Right when he returned to competition following the Covid pause, in August last year, Opelka injured his left knee and was unable to finish off what would’ve been a first-round upset of Top-1o player David Goffin.
At the French Open in Paris in late September, Opelka’s right knee became the issue, and again he was compromised physically in a first-round loss to Jack Sock.
Opelka finished the abbreviated season strongly, reaching the quarterfinals at a tournament in St. Petersburg, Russia, beating world No. 6 Daniil Medvedev, but the right knee bothered him tremendously and he needed the full three-month offseason to get it right.

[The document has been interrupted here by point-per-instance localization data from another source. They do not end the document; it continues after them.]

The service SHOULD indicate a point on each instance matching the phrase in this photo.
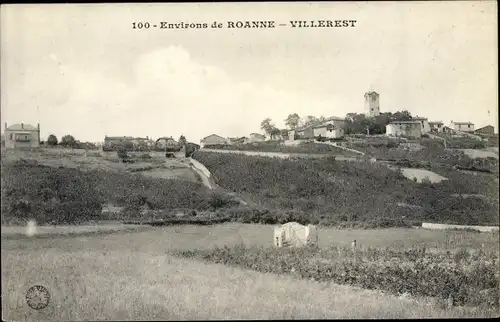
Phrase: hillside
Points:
(353, 193)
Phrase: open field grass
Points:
(335, 192)
(125, 276)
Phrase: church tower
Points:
(372, 107)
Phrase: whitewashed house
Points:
(410, 129)
(426, 128)
(437, 126)
(213, 139)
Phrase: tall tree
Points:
(292, 121)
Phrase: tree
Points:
(182, 140)
(292, 121)
(52, 140)
(274, 132)
(68, 140)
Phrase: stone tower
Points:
(372, 107)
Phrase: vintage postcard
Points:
(273, 160)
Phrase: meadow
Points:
(136, 275)
(329, 192)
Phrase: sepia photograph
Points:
(249, 160)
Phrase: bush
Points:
(349, 191)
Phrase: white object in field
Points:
(295, 235)
(31, 228)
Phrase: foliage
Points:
(359, 123)
(354, 192)
(52, 140)
(68, 141)
(278, 146)
(468, 278)
(182, 140)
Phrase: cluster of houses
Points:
(23, 135)
(333, 128)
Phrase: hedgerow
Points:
(277, 146)
(342, 191)
(468, 278)
(64, 195)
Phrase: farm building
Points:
(486, 130)
(142, 143)
(334, 125)
(213, 139)
(256, 137)
(436, 126)
(305, 132)
(328, 131)
(462, 126)
(426, 128)
(22, 136)
(412, 129)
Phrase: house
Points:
(412, 129)
(426, 128)
(328, 131)
(213, 139)
(142, 144)
(436, 126)
(448, 130)
(486, 130)
(22, 136)
(256, 137)
(462, 126)
(111, 143)
(304, 132)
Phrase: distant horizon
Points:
(82, 69)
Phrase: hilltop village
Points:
(372, 122)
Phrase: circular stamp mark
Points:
(38, 297)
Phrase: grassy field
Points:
(129, 276)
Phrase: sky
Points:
(82, 69)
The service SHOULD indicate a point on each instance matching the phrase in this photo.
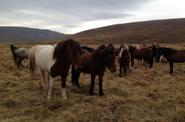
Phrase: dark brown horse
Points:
(147, 54)
(95, 63)
(19, 54)
(123, 59)
(172, 56)
(74, 73)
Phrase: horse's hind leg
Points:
(120, 70)
(42, 79)
(50, 89)
(63, 86)
(91, 90)
(101, 85)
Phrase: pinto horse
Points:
(147, 54)
(19, 54)
(56, 61)
(123, 59)
(171, 55)
(95, 63)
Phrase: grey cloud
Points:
(66, 12)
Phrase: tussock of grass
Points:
(148, 95)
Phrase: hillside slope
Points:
(164, 31)
(23, 34)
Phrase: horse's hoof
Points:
(101, 94)
(91, 93)
(64, 97)
(49, 98)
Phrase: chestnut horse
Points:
(123, 59)
(171, 55)
(147, 54)
(95, 63)
(56, 61)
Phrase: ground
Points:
(143, 95)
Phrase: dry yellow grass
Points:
(143, 95)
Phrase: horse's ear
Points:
(102, 46)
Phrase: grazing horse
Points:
(19, 54)
(73, 72)
(123, 59)
(162, 59)
(95, 63)
(147, 54)
(56, 61)
(171, 55)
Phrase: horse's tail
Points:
(32, 60)
(13, 48)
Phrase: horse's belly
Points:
(44, 59)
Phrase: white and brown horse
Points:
(56, 61)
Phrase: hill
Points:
(163, 31)
(23, 34)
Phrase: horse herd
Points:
(55, 60)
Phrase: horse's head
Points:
(68, 50)
(158, 54)
(109, 57)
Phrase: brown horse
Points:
(95, 63)
(147, 54)
(123, 59)
(85, 49)
(171, 55)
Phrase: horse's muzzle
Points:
(113, 69)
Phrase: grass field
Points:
(144, 95)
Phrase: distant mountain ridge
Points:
(163, 31)
(24, 34)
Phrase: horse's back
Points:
(44, 57)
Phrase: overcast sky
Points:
(71, 16)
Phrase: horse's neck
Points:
(120, 53)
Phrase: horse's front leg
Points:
(63, 86)
(101, 85)
(120, 69)
(50, 89)
(91, 90)
(125, 68)
(171, 67)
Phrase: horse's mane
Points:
(89, 49)
(167, 50)
(60, 49)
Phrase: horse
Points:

“I really needed the three months that I had off, and just rehabbing and getting stronger, because (the knee) was stubborn and took a while,” Opelka said. “My body has been a big issue, it hasn’t held up well throughout my career. So that’s kind of the million-dollar question for me, how it’s going to hold up in best-of-five, Grand lam matches. I’m confident that it will, but you never know.”
No one denies that Opelka, whose parents, George and Lynne, still live in Palm Coast, has the talent to be a Top-10 player one day, probably in the next two to three years, when he’s in his athletic prime.
But it’s his physical condition that has so far hampered him most in Grand Slam tournaments. To date his Wimbledon run in 2019, when he advanced to the third round, is his deepest success there.
So as Opelka said, the million-dollar question is, indeed, can he stay healthy?
“I think he’s ready to go,” Aubone said by email from Australia. “The whole time off at the end of 2020 was about getting his knee and body stronger; we’ve never had that much time off to get ready for a new season, and he crushed himself to get stronger.”
Aubone said that the biggest challenge was getting Opelka’s movement back, and working on every aspect of his mental and strategic game.
Aubone said the lockdown had been going better than expected, with players given enough time to get done everything they need.
But like Opelka, he admitted that until the Florida big man goes tbrough four or five best-of-five matches at a Slam, hopefully the Australian Open, we won’t know if Opelka’s body can handle the rigor.
Off the court, Opelka has been continuing his involvement with his hometown. He is a presenting sponsor of the Palm Coast Open, a minor league (“Futures”) tournament held at the Palm Coast Tennis Center each January, which this year is tentatively re-scheduled for the fall.
And last year he purchased 300 masks to be distributed at grocery stores in Flagler County to help keep people safe during the pandemic. Palm Coast spokesman Brad West said they’ve been very happy to have Opelka give back to the community, and hopes for more partnerships in the future.
For now, the winner of two career ATP Tour singles titles is hoping that his body holds up through whatever 2021 has to offer.
“I want to play each week at, you know, close to 100 percent,” he said. “I know it’s not realistic to be perfect, and feeling great all the time, but as close as I can to, that’s my main goal.”
The Australian Open can be seen on ESPN and Tennis Channel, beginning Sunday night at 7 p.m.